2021

author
Steven R. Covey
review

One of the all-time popular self-help books, published in 1989. And for good reasons. One is that Mr Covey is a good writer. This book is helping me get into a productive mindset, but not in a selling or preachy manner. Just by being grounded and convincing. I can imagine picking it up once in a while to be inspired by the words again.

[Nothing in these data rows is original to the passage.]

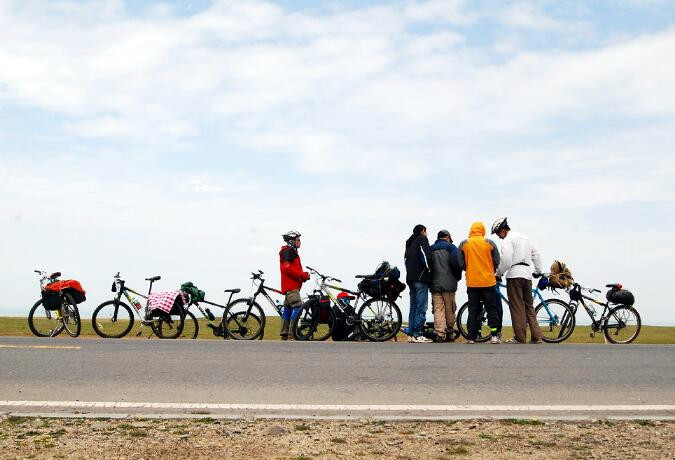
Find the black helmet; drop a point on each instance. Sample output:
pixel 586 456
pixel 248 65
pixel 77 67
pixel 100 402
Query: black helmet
pixel 499 225
pixel 291 236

If I was asked to boil the book down to two messages, it would be this:

  • Choose and live your personal objectives based on principles (Independence, habits 1-3)
  • Serve others to create higher value for everyone (Interdependence, habits 4-6)

Here are the habits:

  1. Be proactive ― Discover that you are free to choose and how to react. Focus on what is inside your circle of influence. You'll expand it later. Begin to understand that you should build production capacity (PC), not only production (P).
  2. Begin with the end in mind ― What do you want to be remembered for? Write a personal mission statement, including all/most of the roles you perform. Recognize where your center is now, looking into security, guidance, power and wisdom. Visualise and affirm your mission.
  3. Put first things first ― Don't forget doing what matters most (the quadrant of important, but non-urgent tasks). In fact, plan your week and prioritise these tasks. Say no to others, so you make room. Delegate, but to stewards, not gofers.
  4. Think win-win ― It sounds logical, but most of us are actually stuck in (I)win-(you)lose or (I)lose-(you)win thinking. Win-win takes empathy, an abundance mindset and courage. Go for win-win or for No Deal. Specify results (not methods).
  5. Seek first to understand, then to be understood ― Practice empathic listening with a sincere desire to understand (mirroring without the desire is manipulation), setting autobiographic interpretations aside. Your negotiations will have the right order: ethos (-> credibility), pathos (-> empathy), then logos (-> your reasoning).
  6. Synergize ― Win-win (habit 4) can lead to high-value solutions, but you need to find them in a creative process. Value the differences (for which you need habit 5).
  7. Sharpen the saw ― Working on yourself matters (give this attention in habit 3). Four dimensions: Physical, mental, social and spiritual. As we practice all habits, we continuously cycle through learning, comitting and doing (this really sounds like the Lean Startup approach).

What I did / want to do:

  • I wrote a first draft for a personal mission statement.
  • Since two months, I'm practicing weekly planning.
  • I want to practice thoroughly understanding somebody's position first before mine comes in.
  • In my relationships, I want to develop a practice of servitude, from a strong & grounded center.

It is a long road, as it begins with & is based on principles.

Habits take time to learn. My week planning needed two months of practice to even begin to see how I can make it more useful (limit goals, check back mid-week, evaluate & reflect). My personal mission statement is not convincing me yet.

But somehow I'm still on it and I believe in the approach.